Линн без труда нашла лестницу. Но, спустившись на первый этаж, нерешительно остановилась. Где же здесь может быть кухня?

Легкий скрип открывшейся двери застал Линн врасплох. Она резко обернулась на звук, и ее лицо мгновенно сделалось замкнутым и холодным: в холл вошел не кто иной, как Хуан собственной персоной.

— Итак, вы все же решили почтить нас своим присутствием. Жалко только, что вы не соблаговолили с нами отужинать.

Тон, которым он произнес эти слова, был откровенно оскорбительным, и это сразу заставило Линн забыть обо всех благих намерениях. А ведь она вроде бы твердо решила не поддаваться на провокации и не портить еще больше их и без того не самые теплые отношения.

— А почему я должна с вами ужинать? — язвительно проговорила она. — Вы, как оказалось, лучше меня знаете, зачем я сюда приехала, и ясно дали мне понять, что нам вовсе не обязательно поддерживать пусть даже видимость нормальных человеческих отношений. — От Линн не укрылось, что ее резкая отповедь задела Хуана за живое. Кровь прилила к его лицу, а в серо-стальных глазах зажегся недобрый огонь. Похоже, дерзкие слова уязвили его болезненное самолюбие.

Окрыленная успехом, она продолжила медоточивым голоском:

— Сразу видно, что вы, Хуан, человек большого ума. Вы так проницательно и так верно оцениваете мотивы поступков других людей, даже не будучи с ними знакомы, и вообще ничего про них не зная!

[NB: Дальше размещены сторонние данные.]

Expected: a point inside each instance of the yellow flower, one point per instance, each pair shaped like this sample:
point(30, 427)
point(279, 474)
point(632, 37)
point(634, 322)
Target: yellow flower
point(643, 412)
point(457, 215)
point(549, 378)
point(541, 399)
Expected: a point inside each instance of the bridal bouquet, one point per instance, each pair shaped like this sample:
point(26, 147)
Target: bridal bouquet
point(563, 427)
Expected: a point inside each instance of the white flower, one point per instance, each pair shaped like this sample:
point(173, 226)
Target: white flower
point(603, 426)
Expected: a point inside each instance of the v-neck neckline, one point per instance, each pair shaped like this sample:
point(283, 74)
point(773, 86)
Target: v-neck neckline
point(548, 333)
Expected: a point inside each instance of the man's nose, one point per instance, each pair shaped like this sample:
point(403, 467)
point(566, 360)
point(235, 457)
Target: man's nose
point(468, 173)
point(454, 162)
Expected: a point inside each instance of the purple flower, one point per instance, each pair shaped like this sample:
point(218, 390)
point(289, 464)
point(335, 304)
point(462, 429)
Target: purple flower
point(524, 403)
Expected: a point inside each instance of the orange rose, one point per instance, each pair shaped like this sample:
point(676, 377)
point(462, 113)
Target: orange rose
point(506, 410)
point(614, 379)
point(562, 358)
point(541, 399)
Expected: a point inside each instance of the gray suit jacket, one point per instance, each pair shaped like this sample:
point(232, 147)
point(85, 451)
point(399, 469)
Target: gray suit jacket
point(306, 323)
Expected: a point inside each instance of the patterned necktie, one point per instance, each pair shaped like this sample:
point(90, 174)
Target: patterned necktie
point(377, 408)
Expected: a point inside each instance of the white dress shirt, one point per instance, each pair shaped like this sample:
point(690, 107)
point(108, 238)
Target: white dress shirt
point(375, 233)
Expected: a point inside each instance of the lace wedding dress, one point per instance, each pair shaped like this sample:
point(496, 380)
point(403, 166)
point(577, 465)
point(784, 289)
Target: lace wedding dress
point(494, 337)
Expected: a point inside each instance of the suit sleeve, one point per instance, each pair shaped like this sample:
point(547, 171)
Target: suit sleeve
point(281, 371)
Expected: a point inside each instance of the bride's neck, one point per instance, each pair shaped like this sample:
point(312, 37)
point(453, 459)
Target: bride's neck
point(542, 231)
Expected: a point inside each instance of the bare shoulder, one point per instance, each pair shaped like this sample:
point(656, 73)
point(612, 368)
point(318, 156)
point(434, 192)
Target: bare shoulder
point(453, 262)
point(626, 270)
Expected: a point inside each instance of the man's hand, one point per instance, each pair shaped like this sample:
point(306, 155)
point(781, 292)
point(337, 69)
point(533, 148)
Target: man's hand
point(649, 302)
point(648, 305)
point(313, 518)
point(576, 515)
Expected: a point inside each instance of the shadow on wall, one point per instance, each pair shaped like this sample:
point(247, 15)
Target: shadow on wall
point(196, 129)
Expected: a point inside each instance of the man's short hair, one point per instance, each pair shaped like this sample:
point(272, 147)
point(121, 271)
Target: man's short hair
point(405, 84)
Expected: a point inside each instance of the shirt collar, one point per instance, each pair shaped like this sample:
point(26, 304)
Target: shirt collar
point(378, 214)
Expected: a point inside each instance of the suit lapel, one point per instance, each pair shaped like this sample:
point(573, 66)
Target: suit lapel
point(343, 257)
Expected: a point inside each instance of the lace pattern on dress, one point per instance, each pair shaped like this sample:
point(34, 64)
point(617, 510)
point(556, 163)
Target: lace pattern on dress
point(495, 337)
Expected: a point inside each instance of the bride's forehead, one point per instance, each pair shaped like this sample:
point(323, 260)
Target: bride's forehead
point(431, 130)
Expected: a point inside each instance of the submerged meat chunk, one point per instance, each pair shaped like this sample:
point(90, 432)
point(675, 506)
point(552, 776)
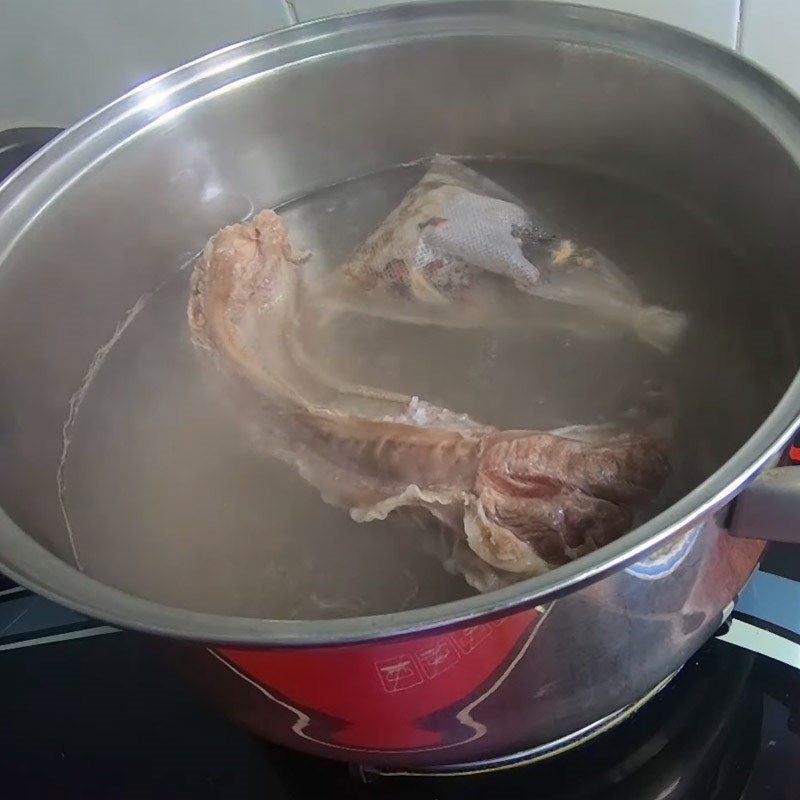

На этот раз на его лице не дрогнул ни единый мускул, и только голос прозвучал немного натянуто:

— Боюсь, вы мне льстите. Что касается вас, тут большого ума не надо. Факты говорят сами за себя. Взрослая дочь знать не знает отца, но зато появляется, словно по волшебству, когда становится известно, что покойный отец что-то оставил ей по завещанию. Причем упомянутая особа вряд ли вообще бы посетила этот дом, если бы ее настойчиво не пригласили приехать. Почему, интересно, вы не попытались разыскать своего отца? Я еще могу понять, что, когда вы жили у бабушки, у вас просто не было возможности сделать что-то вопреки ее воле. Но после того как ее не стало, а мне известно, что тогда вам исполнилось уже четырнадцать, что помешало вам его разыскать? Неужели даже не было любопытно узнать, что за человек ваш отец? Неужели вам не хотелось с ним встретиться?

Линн казалось, что она задыхается: так сильно билось у нее сердце. Ей стало ясно, что Хуан не знает всей правды. Но та гордость, которая с детства помогала Линн выносить все обиды и горести, теперь не давала ей унизиться до оправданий.

И вместо того чтобы объяснить свое поведение, она с вызовом бросила:

— А мне должно было хотеться?

Брезгливое презрение у него в глазах всколыхнуло в душе Линн такую жгучую ярость, что она мгновенно забыла об осторожности. Когда она снова заговорила, ее голос дрожал от переполнявших ее горьких чувств:

— И вообще, по какому праву вы меня осуждаете? Вы же совсем ничего не знаете ни обо мне, ни о причинах, побудивших меня сюда приехать. И, тем не менее, считаете себя вправе обвинять меня.